ジオのブログ

しょっぱいものが好き

週報 2025-41週目

やる気が降りてくるのを待っていたら

何週間分も溜まってしまっていたのでいっちょやりますか……の感情

今週見たもの読んだもの

劇場版総集編 前編「ガールズバンドクライ青春狂走曲」

https://girls-band-cry.com/

まだ前編なので全体的な感想は後半も見てからにするのね。

総集編としてストーリーがまとまった結果、仁菜のクソガキ成分が希釈されてまさしく正論モンスターになっていた。ダイダスを抜けてからも結局音楽にしがみついている桃香に仁菜「自分たちが間違っていないと証明しましょうよ」と言い続けるが、当の桃香はずっと二の足を踏んでいる。井芹仁菜「桃香さんなんでダイダスやめたんですか!?」とキレ続ける120分で、とても良かったですね。

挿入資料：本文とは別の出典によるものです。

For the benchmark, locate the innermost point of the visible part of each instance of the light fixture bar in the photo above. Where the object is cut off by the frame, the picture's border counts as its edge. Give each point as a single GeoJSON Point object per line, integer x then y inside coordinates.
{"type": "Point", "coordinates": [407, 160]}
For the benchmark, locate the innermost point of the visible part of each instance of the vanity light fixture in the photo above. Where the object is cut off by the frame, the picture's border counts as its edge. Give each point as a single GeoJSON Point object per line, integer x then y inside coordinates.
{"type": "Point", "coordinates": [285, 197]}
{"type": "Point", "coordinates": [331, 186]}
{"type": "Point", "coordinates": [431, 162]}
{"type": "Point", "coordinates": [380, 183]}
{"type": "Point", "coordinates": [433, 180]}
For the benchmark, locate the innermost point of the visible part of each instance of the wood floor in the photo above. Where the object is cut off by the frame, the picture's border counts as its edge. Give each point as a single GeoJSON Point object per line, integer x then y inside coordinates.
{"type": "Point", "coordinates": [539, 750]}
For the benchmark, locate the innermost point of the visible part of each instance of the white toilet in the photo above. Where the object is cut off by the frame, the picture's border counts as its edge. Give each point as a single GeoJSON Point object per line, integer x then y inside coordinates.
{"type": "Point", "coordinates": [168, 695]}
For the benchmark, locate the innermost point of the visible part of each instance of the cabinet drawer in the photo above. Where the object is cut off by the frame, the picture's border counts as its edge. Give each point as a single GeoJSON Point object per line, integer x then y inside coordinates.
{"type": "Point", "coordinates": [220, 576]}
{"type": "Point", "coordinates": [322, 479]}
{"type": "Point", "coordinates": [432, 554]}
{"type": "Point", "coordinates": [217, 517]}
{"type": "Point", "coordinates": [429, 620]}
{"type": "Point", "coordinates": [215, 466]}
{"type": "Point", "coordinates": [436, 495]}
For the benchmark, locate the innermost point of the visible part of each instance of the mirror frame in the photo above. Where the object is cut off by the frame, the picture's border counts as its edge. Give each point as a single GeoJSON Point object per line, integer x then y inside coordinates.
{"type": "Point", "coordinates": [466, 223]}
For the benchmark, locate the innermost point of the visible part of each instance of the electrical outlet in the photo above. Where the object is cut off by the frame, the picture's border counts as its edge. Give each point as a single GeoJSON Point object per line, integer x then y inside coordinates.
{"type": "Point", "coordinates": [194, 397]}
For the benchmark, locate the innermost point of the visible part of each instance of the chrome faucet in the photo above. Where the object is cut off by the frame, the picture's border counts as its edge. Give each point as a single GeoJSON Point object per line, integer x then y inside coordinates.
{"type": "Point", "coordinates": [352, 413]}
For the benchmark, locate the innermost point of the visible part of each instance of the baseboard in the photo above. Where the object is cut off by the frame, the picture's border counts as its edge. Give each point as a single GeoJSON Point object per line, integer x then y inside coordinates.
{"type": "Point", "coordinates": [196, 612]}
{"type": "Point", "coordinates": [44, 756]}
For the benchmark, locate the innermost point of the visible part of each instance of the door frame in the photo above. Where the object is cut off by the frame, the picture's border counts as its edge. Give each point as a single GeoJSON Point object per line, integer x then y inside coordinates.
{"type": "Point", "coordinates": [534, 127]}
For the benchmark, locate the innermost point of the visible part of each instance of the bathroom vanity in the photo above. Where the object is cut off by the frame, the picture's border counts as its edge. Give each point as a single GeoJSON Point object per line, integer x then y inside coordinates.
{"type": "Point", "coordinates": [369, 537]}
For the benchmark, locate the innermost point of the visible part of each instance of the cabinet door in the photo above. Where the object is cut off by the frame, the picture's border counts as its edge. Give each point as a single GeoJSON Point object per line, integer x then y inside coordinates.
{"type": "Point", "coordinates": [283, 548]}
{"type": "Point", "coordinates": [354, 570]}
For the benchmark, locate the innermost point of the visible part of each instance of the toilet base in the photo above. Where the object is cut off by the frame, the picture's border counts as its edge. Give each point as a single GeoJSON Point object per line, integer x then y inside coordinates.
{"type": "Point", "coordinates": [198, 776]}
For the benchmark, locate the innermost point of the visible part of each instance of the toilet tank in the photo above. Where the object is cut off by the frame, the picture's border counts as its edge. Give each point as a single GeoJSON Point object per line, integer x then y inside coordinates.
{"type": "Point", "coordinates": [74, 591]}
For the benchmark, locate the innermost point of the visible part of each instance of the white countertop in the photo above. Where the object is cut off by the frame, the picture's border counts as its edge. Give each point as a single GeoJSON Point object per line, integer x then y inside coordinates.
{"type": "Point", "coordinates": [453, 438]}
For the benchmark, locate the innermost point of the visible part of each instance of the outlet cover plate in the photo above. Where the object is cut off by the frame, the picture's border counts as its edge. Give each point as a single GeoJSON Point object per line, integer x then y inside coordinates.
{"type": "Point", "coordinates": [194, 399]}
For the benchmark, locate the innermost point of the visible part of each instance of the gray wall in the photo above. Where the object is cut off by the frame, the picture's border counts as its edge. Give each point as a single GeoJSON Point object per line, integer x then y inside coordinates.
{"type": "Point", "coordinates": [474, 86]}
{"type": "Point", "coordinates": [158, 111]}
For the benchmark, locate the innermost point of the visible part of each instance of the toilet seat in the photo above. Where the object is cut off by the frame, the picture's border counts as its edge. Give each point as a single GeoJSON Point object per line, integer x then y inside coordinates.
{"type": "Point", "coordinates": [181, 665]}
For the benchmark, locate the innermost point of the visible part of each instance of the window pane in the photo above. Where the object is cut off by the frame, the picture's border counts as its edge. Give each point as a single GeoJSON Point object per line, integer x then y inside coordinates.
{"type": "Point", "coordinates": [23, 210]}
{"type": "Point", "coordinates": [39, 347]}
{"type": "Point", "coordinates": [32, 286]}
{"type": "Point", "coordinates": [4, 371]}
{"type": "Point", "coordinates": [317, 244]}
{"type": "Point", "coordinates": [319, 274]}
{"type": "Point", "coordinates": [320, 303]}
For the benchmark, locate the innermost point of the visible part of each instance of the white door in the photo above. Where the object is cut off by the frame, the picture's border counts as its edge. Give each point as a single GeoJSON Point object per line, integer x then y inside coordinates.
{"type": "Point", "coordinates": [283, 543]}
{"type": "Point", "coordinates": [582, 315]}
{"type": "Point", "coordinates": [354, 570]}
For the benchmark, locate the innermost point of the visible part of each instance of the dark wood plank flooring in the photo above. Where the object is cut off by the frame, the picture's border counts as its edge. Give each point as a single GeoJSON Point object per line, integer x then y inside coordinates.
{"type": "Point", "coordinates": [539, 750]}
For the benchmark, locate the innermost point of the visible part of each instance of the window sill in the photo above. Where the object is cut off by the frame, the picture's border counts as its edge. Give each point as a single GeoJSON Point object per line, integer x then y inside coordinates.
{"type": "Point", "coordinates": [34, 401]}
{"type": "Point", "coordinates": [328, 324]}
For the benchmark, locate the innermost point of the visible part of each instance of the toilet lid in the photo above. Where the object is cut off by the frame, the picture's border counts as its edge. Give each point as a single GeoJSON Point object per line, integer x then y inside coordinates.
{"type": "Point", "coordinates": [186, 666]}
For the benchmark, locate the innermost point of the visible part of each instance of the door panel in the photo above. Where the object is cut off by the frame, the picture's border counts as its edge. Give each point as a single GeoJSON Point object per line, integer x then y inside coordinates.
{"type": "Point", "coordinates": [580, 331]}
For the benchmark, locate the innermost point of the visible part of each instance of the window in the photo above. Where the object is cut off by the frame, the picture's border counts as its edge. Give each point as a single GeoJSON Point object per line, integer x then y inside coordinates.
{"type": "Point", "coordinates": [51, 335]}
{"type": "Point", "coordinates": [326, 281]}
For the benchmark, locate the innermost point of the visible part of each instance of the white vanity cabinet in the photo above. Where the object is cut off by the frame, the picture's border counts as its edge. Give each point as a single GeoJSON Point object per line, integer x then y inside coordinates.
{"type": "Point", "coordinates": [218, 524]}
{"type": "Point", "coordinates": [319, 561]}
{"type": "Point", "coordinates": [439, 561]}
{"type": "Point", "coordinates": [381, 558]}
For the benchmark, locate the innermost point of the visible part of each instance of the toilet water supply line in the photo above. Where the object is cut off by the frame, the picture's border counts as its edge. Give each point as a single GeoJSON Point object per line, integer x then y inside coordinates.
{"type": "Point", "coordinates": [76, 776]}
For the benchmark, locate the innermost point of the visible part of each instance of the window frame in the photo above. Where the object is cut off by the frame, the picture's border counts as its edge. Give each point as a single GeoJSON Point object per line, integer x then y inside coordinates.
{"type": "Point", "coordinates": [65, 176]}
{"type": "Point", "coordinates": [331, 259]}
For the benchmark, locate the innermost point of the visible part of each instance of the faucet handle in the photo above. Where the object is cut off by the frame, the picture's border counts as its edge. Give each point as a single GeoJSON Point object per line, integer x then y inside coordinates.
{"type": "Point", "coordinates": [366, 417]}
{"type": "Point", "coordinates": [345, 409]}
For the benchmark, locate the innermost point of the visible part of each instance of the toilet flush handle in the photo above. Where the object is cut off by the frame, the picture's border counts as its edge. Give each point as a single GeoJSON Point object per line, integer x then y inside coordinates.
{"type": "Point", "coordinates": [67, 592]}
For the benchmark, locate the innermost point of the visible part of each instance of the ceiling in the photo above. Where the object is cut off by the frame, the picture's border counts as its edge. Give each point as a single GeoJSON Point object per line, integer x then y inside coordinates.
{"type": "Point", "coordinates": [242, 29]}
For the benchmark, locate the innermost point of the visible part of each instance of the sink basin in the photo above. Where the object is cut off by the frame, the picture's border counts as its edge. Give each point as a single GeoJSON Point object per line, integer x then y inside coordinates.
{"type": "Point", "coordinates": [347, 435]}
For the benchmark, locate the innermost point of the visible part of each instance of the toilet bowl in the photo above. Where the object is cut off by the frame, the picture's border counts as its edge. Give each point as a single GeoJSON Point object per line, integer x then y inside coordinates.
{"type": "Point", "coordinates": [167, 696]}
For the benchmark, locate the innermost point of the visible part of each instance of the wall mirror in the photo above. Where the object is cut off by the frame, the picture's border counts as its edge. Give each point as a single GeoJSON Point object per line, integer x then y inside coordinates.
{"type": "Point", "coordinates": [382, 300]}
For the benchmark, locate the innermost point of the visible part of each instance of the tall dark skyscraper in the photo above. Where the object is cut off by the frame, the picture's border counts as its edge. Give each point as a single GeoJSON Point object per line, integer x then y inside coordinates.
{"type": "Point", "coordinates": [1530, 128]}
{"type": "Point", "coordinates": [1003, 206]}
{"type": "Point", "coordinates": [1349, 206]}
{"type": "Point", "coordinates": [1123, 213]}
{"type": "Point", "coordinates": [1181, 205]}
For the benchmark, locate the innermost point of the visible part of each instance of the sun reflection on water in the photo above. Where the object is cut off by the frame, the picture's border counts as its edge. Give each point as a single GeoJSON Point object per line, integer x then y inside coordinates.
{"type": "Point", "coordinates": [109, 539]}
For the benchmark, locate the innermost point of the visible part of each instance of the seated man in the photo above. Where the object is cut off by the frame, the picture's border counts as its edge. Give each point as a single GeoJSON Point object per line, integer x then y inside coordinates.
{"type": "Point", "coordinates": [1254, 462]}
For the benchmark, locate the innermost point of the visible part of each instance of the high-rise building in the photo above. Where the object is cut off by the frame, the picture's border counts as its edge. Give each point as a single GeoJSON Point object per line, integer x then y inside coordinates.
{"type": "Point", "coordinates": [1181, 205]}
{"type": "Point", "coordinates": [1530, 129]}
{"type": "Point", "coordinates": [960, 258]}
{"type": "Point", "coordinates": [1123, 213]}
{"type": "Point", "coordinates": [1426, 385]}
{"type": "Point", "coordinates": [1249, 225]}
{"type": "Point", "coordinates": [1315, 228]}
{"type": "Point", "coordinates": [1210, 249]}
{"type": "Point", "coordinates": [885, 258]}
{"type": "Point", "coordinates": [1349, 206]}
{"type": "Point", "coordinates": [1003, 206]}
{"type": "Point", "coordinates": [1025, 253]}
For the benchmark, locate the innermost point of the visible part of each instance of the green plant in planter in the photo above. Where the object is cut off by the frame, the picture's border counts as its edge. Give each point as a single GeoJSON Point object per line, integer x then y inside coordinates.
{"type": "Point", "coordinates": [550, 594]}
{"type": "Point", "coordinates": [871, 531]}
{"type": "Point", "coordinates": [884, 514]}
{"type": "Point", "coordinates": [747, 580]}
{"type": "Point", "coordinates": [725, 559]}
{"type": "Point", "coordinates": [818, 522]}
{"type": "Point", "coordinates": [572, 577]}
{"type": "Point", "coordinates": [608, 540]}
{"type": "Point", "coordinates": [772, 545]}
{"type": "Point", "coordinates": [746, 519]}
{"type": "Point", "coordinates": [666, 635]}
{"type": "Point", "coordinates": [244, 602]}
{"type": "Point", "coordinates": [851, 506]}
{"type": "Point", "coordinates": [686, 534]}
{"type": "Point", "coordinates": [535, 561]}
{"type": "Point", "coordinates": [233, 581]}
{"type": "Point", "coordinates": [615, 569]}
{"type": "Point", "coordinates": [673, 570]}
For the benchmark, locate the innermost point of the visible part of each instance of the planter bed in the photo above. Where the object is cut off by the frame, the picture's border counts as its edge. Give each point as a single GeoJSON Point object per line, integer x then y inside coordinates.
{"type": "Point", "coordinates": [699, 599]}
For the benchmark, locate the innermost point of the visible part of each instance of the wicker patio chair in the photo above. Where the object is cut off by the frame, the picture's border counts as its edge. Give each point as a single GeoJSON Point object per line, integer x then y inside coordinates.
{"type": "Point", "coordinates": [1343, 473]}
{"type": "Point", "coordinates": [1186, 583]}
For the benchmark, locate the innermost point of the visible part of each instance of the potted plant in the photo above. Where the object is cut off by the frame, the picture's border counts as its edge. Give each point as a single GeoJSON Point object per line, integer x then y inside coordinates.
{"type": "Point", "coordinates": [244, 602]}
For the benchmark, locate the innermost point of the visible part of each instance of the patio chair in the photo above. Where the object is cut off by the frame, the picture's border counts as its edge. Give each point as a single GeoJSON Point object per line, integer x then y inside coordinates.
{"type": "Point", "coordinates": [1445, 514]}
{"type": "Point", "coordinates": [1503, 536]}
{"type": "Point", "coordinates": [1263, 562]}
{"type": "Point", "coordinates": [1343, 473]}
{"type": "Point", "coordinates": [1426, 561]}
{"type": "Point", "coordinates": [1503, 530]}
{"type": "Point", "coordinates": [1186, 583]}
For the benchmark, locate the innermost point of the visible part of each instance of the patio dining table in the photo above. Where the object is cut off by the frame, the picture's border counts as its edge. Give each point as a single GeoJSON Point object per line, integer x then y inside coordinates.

ただ新川崎女学院のくだりがカットされていてショック、残念さね。

やはり東アニの3Dアニメーションは劇場で見ても凄い。3Dを用いながら手書きアニメに近い演出をしている。

www.youtube.com

アニメ放映当時から話題になっていたシーン。3Dのアニメがモデルを破綻しないように作成するから動きが固い印象があるが何度見ても3Dらしい硬さがない。今までにないこの3D技術に、当時のジオは「アニメってすげ~~」と感動しながら見て、アニメを追っかけ始めたが、もう一回劇場で見れて良かった。

おいしいごはんが食べられますように

www.kodansha.co.jp

ネットでもよく見ることが多いし、芥川賞作品でもあるし、と前々から気になっていた「おいしいごはんが食べられますように」が文庫化したと聞いて思わず買ってしまった。

ジオは小説として芥川賞作品をかなり気に入っている。中編までの純文学に送られる芥川賞は、文壇から評価されるほどのテーマ性を持ちつつもコンパクトに収まっていて、どれも小説として気高くジオの前に存在している。

しかし芥川賞作品にも問題があり、シンプルに単行本の値段が高い。
おおよそ120ページで完結する作品に1,600円は単行本高すぎる。しかも最近はダブル受賞も多いから3,200円じゃないっスか~ と思いながら毎度買っているので過去の受賞作はあまり買えないでいた。
しかし、単純な問題はシンプルに解決されて最強に至る。面白い作品を解説入りで700円で買えるのはかなり大きい。皆さんも何買えばいいのか迷ったときは文庫化した芥川賞作品がオススメです。

そして、買った勢いで読了。
祈りのようなタイトルから遠い、グロテスクさがある作品だった。飯が全く美味しそうに描かれていない作品で良かったですね!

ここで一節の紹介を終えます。